This year’s SEC continues to bolster its case as one of the strongest basketball conferences ever.
The league will send seven teams to the Sweet 16, breaking a record set by the ACC nine years ago.
Ole Miss became the seventh SEC team to advance to the NCAA tournament’s second week on Sunday evening when the Rebels handled No. 3 Iowa State in an 85-72 upset. Alabama had helped the conference tie the record hours earlier with a runaway win over seventh-seeded Saint Mary’s. (Kentucky and Florida had previously clinched their spots in the Sweet 16, as had Auburn, Tennessee and Arkansas.)
It’s no surprise that the SEC will have seven of this season’s final 16 teams. The league dominated November and December in a way few, if any, conferences ever have before. The SEC won 88.9% of its games against other conferences, amassed a 58-19 record against the other four power conferences and notched victories over the likes of Duke, Houston, Texas Tech and St. John’s.

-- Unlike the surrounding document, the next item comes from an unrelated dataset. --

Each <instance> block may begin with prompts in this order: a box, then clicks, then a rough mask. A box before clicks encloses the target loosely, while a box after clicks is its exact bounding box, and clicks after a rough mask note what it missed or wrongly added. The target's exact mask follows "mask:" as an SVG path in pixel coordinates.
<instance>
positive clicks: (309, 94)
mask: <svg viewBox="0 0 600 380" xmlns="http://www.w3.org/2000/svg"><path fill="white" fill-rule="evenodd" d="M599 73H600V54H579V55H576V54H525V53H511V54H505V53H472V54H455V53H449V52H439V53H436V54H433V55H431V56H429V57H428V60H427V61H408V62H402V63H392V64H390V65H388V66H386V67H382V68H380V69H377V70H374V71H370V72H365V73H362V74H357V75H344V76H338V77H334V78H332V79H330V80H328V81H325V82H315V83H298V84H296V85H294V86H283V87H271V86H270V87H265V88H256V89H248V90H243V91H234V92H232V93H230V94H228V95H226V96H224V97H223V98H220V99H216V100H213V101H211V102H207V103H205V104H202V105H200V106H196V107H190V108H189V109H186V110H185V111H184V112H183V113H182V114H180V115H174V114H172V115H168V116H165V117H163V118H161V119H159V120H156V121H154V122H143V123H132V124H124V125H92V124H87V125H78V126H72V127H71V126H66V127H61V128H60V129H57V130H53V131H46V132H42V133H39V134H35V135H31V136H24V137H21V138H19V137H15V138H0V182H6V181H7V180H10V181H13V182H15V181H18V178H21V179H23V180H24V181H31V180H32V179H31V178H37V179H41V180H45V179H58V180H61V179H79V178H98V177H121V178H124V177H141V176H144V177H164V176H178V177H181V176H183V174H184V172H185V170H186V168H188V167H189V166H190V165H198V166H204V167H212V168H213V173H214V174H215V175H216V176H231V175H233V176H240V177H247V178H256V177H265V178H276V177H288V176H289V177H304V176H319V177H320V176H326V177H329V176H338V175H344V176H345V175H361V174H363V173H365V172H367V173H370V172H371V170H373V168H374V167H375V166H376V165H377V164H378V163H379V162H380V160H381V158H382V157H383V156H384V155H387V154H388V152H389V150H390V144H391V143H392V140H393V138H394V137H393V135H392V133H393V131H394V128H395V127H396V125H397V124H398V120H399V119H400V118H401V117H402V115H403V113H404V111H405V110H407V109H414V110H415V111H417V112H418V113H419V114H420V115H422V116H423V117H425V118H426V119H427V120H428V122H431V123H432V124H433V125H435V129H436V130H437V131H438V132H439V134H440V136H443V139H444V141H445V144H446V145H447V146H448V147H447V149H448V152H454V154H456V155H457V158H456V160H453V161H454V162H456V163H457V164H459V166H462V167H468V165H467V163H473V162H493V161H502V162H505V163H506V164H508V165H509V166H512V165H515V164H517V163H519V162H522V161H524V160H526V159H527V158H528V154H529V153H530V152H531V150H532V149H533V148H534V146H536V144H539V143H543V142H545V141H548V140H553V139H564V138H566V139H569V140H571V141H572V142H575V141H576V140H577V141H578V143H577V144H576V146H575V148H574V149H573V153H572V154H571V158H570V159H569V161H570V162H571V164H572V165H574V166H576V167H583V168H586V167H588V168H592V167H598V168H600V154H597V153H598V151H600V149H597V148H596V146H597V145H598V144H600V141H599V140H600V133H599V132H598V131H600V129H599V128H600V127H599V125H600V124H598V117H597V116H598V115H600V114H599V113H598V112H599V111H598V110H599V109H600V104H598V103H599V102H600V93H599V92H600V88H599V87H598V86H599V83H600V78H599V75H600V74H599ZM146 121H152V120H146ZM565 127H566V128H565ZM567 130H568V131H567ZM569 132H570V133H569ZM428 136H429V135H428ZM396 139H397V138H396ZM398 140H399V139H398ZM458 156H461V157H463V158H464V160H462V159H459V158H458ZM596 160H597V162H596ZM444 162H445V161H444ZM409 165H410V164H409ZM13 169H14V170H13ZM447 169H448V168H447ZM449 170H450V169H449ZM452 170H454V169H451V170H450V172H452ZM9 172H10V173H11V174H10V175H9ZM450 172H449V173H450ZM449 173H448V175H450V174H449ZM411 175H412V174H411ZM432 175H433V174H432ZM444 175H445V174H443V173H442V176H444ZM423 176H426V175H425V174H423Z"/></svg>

Fourteen of the SEC’s 16 teams received NCAA tournament bids on Selection Sunday when the 68-team field was unveiled. That smashed the previous record of 11 NCAA bids from one conference, set by the Big East in 2011.
Auburn, Florida, Alabama, Tennessee, Kentucky and Texas A&M each received top-four seeds in the NCAA tournament. The only one of those teams that did not live up to its seeding was the Aggies, who blew a 10-point second-half lead against fifth-seeded Michigan in the second round on Saturday afternoon.
The SEC’s surprise Sweet 16 team is Arkansas, which only two months ago was 0-5 in league play and firmly outside the NCAA tournament picture. John Calipari’s Razorbacks have since won 12 of 17 games, culminating with Saturday’s thrilling upset of the best St. John’s team in at least two decades.